The Port of São Francisco do Sul is one of the main ports of Brazil and Latin America. It's located in the city of São Francisco do Sul, in the Brazilian state of Santa Catarina. It's the largest port for cargo handling in Santa Catarina and the seventh largest in Brazil.

==Data==

The land access system to the port is made up of BR-280, BR-101 and BR-116. The railway compositions enter and leave the port through the 485 railway, which connects São Francisco do Sul with the city of Mafra, 167 kilometers away.

Responsible for 25.61% of the cargo handled by the ports of Santa Catarina, receiving an average of 38.6 ships per month, and handling general cargo of 11.4 million tons in 2018. Currently, the unit is managed by SCPar Porto de São Francisco do Sul and operated by Cidasc.

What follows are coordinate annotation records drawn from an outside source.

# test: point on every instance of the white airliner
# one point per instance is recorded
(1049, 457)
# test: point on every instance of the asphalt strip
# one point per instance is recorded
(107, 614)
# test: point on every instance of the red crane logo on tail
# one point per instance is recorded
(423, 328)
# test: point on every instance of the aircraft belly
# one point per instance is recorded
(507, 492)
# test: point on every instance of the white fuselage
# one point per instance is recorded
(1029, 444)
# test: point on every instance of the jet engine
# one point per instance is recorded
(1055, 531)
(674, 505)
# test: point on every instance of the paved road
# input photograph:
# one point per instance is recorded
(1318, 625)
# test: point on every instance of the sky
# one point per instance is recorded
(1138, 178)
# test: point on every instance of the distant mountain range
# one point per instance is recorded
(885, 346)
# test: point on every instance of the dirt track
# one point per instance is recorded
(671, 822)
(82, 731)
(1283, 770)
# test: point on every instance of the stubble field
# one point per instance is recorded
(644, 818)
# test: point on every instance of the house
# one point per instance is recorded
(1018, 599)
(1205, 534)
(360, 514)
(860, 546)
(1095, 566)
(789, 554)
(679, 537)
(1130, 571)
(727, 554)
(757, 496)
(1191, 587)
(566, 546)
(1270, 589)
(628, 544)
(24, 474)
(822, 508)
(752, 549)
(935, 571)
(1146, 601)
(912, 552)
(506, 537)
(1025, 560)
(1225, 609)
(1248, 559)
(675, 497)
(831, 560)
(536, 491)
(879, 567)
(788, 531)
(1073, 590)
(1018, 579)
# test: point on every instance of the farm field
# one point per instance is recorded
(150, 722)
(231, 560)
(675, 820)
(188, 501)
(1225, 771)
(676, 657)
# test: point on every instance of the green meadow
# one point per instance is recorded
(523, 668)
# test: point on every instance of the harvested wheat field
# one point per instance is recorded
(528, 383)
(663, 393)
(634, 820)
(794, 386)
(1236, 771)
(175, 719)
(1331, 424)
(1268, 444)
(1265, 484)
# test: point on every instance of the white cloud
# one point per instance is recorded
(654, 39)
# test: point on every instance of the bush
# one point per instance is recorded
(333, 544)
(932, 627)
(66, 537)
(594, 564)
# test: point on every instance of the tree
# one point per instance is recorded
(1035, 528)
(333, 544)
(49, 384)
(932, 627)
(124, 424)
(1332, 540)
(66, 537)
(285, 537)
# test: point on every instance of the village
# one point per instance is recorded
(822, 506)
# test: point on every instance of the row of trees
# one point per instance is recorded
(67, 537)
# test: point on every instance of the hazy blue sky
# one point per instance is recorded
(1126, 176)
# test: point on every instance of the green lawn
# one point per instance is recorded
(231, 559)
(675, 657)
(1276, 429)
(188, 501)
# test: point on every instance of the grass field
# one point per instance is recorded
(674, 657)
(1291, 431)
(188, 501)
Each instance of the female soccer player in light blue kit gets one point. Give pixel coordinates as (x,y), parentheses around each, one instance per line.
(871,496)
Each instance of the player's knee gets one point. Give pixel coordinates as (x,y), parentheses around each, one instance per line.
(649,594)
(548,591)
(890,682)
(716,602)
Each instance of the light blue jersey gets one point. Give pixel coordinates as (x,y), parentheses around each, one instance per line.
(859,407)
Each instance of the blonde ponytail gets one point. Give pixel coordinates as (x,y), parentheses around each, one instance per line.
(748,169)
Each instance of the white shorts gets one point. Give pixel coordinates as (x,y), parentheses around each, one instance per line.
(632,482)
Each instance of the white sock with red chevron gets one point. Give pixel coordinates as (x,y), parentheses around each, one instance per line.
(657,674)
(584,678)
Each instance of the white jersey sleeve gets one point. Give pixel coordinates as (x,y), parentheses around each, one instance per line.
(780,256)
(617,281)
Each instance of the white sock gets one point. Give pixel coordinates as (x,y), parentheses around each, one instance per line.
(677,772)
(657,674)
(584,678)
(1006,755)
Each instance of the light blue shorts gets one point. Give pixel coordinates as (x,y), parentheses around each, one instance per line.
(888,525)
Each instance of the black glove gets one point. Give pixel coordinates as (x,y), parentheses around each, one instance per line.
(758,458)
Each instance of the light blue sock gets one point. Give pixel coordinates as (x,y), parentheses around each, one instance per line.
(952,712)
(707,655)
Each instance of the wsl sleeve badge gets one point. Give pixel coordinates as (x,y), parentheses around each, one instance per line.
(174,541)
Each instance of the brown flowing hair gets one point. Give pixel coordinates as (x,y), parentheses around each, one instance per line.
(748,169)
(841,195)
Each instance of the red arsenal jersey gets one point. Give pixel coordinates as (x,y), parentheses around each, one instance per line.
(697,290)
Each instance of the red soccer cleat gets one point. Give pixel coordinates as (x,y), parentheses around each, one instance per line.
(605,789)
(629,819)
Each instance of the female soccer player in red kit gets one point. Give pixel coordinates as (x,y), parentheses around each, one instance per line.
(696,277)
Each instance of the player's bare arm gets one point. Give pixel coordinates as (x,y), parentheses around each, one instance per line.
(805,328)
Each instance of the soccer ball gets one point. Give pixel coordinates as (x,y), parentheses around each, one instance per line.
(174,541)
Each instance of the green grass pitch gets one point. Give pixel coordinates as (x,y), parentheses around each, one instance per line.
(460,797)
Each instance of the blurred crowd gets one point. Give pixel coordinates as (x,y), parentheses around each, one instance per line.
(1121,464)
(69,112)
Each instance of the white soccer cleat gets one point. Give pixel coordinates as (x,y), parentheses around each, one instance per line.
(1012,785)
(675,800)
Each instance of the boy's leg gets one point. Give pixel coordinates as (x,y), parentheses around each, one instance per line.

In terms of natural structure, the Port of São Francisco do Sul has an access channel 9.3 miles long, 150 meters wide and 13 meters deep. With a tidal range of 2 meters, the evolution basin is very wide. There are 5 official anchorage areas. In terms of installed infrastructure, the Port of São Francisco do Sul has a berth 780 meters long and 43 feet deep. Still forming part of the port complex, the Babitonga Terminal, owned by the private sector, has a 225-meter-long berth with a maximum draft of 11 meters. An electronic signaling system covers the 9.3 miles of the access channel and the evolution basin, being the second Brazilian port with this international standard. The buoy and tower system, meanwhile, works with solar energy and has an autonomy of up to 30 days. The tower withstands winds of up to 200 km / h, which guarantees precision and safety when navigating through the port.

== History ==

The history of the port dates back to the 1940s, when the Federal Government issued a decree on March 1, 1941 granting the concession to the Government of Santa Catarina for the construction and operation of a port in historic São Francisco do Sul. Four Years later, in 1945, the works began, which were completed ten years later. The port was inaugurated on July 1, 1955.

Before having wood and yerba mate as the main exported products, today the Port of São Francisco do Sul - in operation together with the Santa Catarina Port Terminal (leased in 1996 and operating since 2001) - is the 3rd largest mobilizer in solid bulk from the south of the country and exports of steel products; cellulose pulp and fertilizers.